In certain embodiments, the quadrupole lenses may be disposed in other positions. For example, the third quadrupole lens 160 may be disposed between the second quadrupole lens 140 and the mass resolving device 150. Additionally, one or more of the quadrupole lenses may be omitted in certain embodiments.
Located downstream from the collimator 180 may be an acceleration/deceleration stage 190. The acceleration/deceleration stage 190 may be referred to as an energy purity module. The energy purity module is a beam-line lens component configured to independently control deflection, deceleration, and focus of the ion beam. For example, the energy purity module may be a vertical electrostatic energy filter (VEEF) or electrostatic filter (EF).
The ions 1 exit the acceleration/deceleration stage 190 as an ion beam 191 and enter the end station 200. The ion beam 191 may be a ribbon ion beam. The workpiece 5 is disposed in the end station 200.

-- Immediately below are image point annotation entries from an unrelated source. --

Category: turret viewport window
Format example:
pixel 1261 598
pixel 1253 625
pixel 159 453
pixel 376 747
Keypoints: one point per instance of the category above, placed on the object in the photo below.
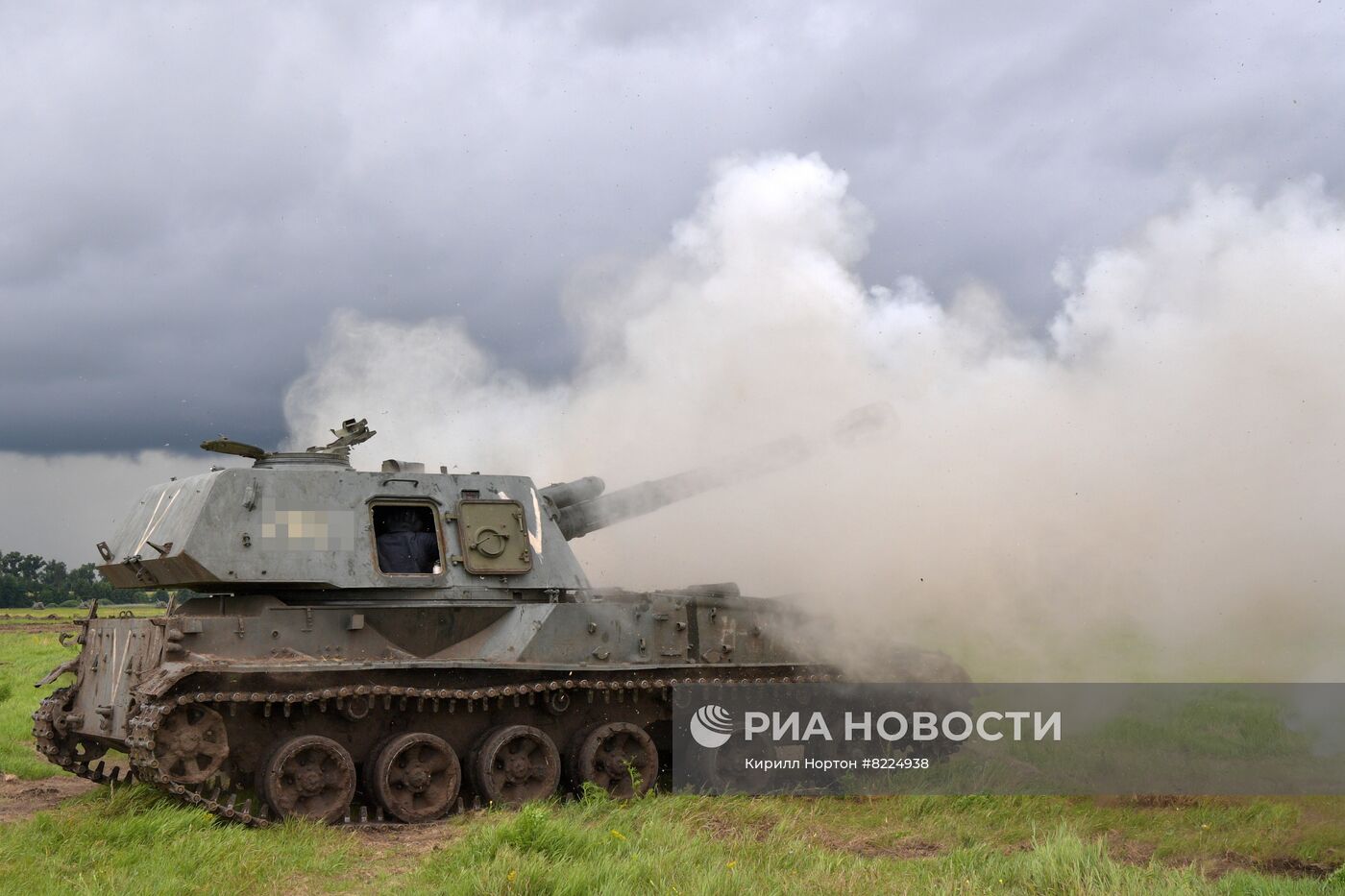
pixel 406 540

Thus, the beam line ion implantation system comprises a plurality of components, terminating in an end station 200. As described above, these components include the ion source 100; the extraction optics 110; the quadrupole lenses 120, 140, 160, 170; the mass analyzer 130; the mass resolving device 150; the collimator 180; and the acceleration/deceleration stage 190. It is noted that one or more of these components may not be included in the beam line ion implantation system.
Further, while the above disclosure describes a ribbon ion beam, which has a width much greater than its height, other embodiments are also possible. For example, a scanned spot beam may enter the end station 200. A scanned spot beam is an ion beam that is typically in the shape of a circle, which is scanned laterally to create the same effect as a ribbon ion beam.
Any of the heater assemblies described herein may also be disposed in the end station 200. In one embodiment, the heater assembly 10 is disposed in a location where it heats the workpiece 5 when the workpiece is outside the path of the ion beam 191. In another embodiment, the heater assembly 10 may be disposed in a location where it is configured to heat the workpiece 5 as the workpiece 5 is being implanted by the ion beam 191.
The present system has many advantages. The use of a reflective coating and high emissivity films enables the heating lamp to be maintained at a lower temperature than would otherwise be possible in an isolated vacuum environment with limited access to other cooling systems and methods. Specifically, the reflective coating reflects light away from the cooling base and into the chamber. Further, the use of high emissivity films allows radiative heat transfer, which serves to transfer the heat from the heating lamps to the cooling base. The cooling base may be equipped with coolant channels and/or fins to allow for heat dissipation.
The present disclosure is not to be limited in scope by the specific embodiments described herein. Indeed, other various embodiments of and modifications to the present disclosure, in addition to those described herein, will be apparent to those of ordinary skill in the art from the foregoing description and accompanying drawings. Thus, such other embodiments and modifications are intended to fall within the scope of the present disclosure. Furthermore, although the present disclosure has been described herein in the context of a particular implementation in a particular environment for a particular purpose, those of ordinary skill in the art will recognize that its usefulness is not limited thereto and that the present disclosure may be beneficially implemented in any number of environments for any number of purposes. Accordingly, the claims set forth below should be construed in view of the full breadth and spirit of the present disclosure as described herein.